少なくとも自治体は教育施策を「無償化競争」にすべきではありません

 現状では自治体に魅力的な学校作りが委ねられている以上、魅力的なコンテンツ、質で競っていかなければならないのです。特に都市部以外の地方自治体では、若い世代が移住したくなるような教育を用意しなければならないでしょう。そのためには人材の確保は必須であり、教員の待遇を向上させなければならないはずなのです。

 一見、不可能なように思えるかもしれませんが、すでに施策を開始している自治体もあり、そうした地域では若い世代の移住者が増えています。

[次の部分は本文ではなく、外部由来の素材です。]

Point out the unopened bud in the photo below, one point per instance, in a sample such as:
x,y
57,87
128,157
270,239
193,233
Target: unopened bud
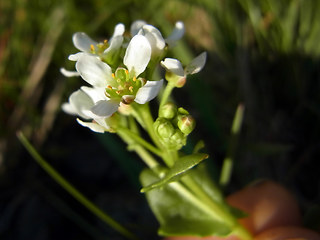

 例えば、私がこの秋に移住する予定の兵庫県豊岡市もその一つです。

豊岡市の教育、3つの柱

 豊岡市では「ふるさと豊岡を愛し 夢の実現に向け挑戦する子どもの育成」を基本理念とする「とよおか教育プラン」を2015(平成27)年度から実施し、「あたまの力の育成」「こころの力の育成」「からだの力の育成」「あたま・こころ・からだの3つの力を支える基礎力の育成」「特別支援教育の充実」の5つの施策を推進。2017(平成29)年度には小中連携教育から小中一貫教育へシフトし、「豊岡こうのとりプラン」として9年間での教育を考えています。

 「豊岡こうのとりプラン」の目玉となるのが「ふるさと教育」「英語教育」「コミュニケーション教育」の3つの柱。なかでもコミュニケーション教育は、38すべての小中学校で演劇の手法を使った授業も行ってきていて、それがコミュニケーション能力を高めていることが分かってきています

 こうした成功例を見て、周辺の自治体からも、コミュニケーション教育を取り入れたいという声が挙がるようになっています。

 今後、ますます自治体ごとの取り組みは増えていくでしょう。それならいっそ、国が地方に権限ごと移す、つまり中央省庁が予算決定権などの権限を放棄したほうがいいのではないかと思いますが、なかなかそうはならないようです。